L’année de seconde passa très vite et je me retrouvai en classe de première avec les mêmes professeures (comme on dit aujourd’hui). La matière principale était bien évidemment le Français car le « bac Français » nous attendait au mois de Juin. Notre prof de Français nous dicta toute une liste de livres à acheter et à lire. Cela sonnait presque comme une formule magique ou une recette de cuisine avec un tas de noms que nous ne connaissions pas au point que nous confondions les auteurs et les personnages de romans. On ne savait plus qui étaient Gaudot qu’il fallait attendre, pas plus que Bouvard et Pécuchet. Quand on a demandé qui étaient ces deux auteurs, notre prof nous a répondu « Mais voyons, il s’agit du roman inachevé de l’auteur de Madame Bovary ». Personne n’a osé demandé ce qu’avait écrit cette madame Bovary. On débarquait tous dans un autre univers hyper littéraire. Je me souviens que nous pouvions rester deux heures (durée d’un cours de Français) à tourner dans tous les sens un paragraphe des Mémoires d’Outre-Tombe de Chateaubriand ; je sentais qu’à ce rythme on n’aurait pas le temps de boucler le programme avant le bac. De fait, pour le dernier cours, cette prof nous a dit : « Je n’ai pas eu le temps de vous parler de Blaise Pascal, mais comme vous avez peu de chance de tomber sur lui au bac, si vous préférez, vous pouvez aller jouer dans la cour. Je me suis retrouvé presque seul avec cette prof qui était étonnée que j’aie déjà lu Les pensées et Les Provinciales de Pascal. C’était déjà mon auteur préféré et j’avais dans mon cartable ses pensées dans un livre relié à couverture de cuir. Mon bréviaire en quelque sorte. Des pensées qui, étant brèves, faisaient mouche à tous les coups, mais se prêtaient mal aux digressions dithyrambiques de cette professeure intarissable. Finalement, la seconde heure, c’est elle qui est descendu fumer sur la cour…

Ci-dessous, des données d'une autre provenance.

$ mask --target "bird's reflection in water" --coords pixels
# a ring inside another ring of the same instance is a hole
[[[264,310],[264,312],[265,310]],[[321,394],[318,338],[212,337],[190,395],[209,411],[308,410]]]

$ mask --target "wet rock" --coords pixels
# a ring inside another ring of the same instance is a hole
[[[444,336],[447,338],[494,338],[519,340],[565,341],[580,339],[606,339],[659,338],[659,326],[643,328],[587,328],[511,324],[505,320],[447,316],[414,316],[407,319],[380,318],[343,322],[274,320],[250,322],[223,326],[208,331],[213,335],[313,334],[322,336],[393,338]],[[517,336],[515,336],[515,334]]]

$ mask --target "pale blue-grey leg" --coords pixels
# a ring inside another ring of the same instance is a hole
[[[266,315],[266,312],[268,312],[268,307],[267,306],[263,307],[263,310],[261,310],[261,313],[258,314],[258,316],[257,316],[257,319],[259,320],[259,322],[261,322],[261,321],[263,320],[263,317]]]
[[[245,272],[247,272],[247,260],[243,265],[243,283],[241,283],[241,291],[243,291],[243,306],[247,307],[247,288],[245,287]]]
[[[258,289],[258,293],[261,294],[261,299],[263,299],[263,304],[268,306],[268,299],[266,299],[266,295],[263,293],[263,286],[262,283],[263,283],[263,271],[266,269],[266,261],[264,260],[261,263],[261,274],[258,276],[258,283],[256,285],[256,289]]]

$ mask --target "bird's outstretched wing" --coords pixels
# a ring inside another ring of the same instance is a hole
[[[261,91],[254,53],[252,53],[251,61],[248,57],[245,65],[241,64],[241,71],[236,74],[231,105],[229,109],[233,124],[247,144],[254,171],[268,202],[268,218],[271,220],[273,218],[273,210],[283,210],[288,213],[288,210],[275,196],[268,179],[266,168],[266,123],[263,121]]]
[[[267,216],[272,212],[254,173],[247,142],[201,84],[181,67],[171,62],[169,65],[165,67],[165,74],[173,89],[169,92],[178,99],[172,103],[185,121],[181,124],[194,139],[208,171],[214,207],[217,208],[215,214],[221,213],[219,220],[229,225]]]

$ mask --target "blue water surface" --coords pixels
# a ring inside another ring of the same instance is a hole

Grand suspens pour moi à l’oral le jour du « bac Français », après un écrit réussi les doigts dans le nez.

On me demanda de tirer un texte d’une corbeille et aussitôt je lus sur le papier choisi au hasard : La grive de Montboissier.

Sur le coup j’ai frôlé l’arrêt cardiaque car ce texte m’était totalement inconnu. En regardant en bas du paragraphe, je vis l’indication : Mémoires d’Outres Tombe de Chateaubriand.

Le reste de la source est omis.